Sotheby’s announced the promotion of Elif Bayoglu to head of the Turkish Contemporary sales pioneered by Ali Can Ertug who died from fall in May of this year during Contemporary Istanbul 2010. Colin Gleadell points out that the success Sotheby’s has had–and that Bonhams recently showed an interest in emulating–is a shadow of Turkey’s own auction house Antik AS:
Founded in 1981, Antik AS holds about six auctions a year and had a turnover last year of $45 million, of which $25 million was for modern and contemporary Turkish art. This month it launched its new season with a $10 million sale in this niche market.
In the past few seasons, Antik AS has been setting the pace at the high end, fetching record prices for the top group of Turkish moderns, mostly artists born in the early 20th century who studied in Paris in the post-war era and are no longer alive.
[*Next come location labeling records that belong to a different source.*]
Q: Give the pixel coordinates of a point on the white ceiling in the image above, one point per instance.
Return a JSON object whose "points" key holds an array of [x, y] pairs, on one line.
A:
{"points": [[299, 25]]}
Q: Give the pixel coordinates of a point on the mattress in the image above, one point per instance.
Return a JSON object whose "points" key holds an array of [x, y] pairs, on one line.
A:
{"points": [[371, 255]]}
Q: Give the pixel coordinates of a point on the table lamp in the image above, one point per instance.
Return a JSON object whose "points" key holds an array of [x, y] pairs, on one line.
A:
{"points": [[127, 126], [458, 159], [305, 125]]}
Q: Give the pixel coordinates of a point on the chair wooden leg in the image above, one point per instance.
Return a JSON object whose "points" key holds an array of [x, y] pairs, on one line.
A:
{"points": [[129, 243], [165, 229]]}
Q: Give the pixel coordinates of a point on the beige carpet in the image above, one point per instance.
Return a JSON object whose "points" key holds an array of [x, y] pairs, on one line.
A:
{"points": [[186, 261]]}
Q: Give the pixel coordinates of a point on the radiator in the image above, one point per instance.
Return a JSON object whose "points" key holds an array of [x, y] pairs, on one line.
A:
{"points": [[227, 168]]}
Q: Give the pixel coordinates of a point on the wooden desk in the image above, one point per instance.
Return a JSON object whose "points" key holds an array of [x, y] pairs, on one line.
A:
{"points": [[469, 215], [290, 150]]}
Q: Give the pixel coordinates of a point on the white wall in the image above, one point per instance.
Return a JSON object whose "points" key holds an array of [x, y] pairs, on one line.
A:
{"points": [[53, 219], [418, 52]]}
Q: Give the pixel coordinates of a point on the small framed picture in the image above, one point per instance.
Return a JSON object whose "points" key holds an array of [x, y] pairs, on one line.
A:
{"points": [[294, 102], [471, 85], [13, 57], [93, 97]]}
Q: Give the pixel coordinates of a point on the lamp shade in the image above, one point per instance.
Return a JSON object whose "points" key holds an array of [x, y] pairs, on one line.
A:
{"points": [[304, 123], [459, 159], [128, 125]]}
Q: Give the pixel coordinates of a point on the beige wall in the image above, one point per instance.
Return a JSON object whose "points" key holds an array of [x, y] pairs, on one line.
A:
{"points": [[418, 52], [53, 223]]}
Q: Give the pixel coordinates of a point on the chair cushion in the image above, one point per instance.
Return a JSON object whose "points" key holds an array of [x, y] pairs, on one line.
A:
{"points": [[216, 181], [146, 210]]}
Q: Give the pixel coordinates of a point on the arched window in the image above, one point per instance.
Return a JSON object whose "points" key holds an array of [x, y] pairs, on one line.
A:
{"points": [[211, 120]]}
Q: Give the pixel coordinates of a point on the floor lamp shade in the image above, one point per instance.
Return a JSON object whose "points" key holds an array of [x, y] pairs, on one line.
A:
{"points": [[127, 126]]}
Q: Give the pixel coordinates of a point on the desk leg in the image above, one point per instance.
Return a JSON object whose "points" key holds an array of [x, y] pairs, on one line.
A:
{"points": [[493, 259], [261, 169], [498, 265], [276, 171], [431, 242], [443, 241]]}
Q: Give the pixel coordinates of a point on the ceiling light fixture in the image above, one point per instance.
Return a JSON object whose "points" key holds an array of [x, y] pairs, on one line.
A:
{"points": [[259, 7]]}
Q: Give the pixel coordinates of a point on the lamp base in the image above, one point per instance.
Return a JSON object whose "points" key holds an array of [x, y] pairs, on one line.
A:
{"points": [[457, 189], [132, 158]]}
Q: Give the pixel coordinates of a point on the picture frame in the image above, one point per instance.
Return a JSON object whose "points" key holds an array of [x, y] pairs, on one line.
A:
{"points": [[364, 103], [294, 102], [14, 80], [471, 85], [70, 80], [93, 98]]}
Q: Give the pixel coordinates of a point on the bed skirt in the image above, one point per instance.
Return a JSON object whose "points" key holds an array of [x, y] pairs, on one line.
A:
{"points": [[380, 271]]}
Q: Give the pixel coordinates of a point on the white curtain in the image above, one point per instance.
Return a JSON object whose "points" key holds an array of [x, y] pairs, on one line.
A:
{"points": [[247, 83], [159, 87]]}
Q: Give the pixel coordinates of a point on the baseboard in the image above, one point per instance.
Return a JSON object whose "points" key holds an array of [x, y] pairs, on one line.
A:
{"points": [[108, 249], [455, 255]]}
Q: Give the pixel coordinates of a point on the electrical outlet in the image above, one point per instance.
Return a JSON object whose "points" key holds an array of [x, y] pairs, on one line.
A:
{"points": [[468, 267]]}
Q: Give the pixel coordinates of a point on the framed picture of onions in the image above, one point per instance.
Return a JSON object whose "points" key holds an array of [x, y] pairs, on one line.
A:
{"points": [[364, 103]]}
These would include Mubin Orhon, Fahrelnissa Zeid, Turkey’s leading female artist (who reached $910,000 – though Sotheby’s improved on that price in April), and Erol Akyavas (whose massive The Siege holds the record for modern Turkish painting at $1.75 million). Last September it sold Symphony in Blue, a swirling abstract painting by Buhran Doganacy (born 1929), for $1.85 million to Marat Ulker, making Doganacy the most expensive living Turkish artist. In 1995, the painting had sold for $50,000, which gives some idea of the price increases that have been taking place. This month, Antik AS sold another work by Doganacy, Blossom, for $277,500.
Olgac Artram, the CEO of the family-owned auction house, says that the rises are due to demand outstripping supply for great works by these artists. This demand comes primarily from Turkish collectors, private museums and investment funds. In a new development, Yapik Kredi Bank and Akbank are bringing in new buyers by providing loans for art purchases.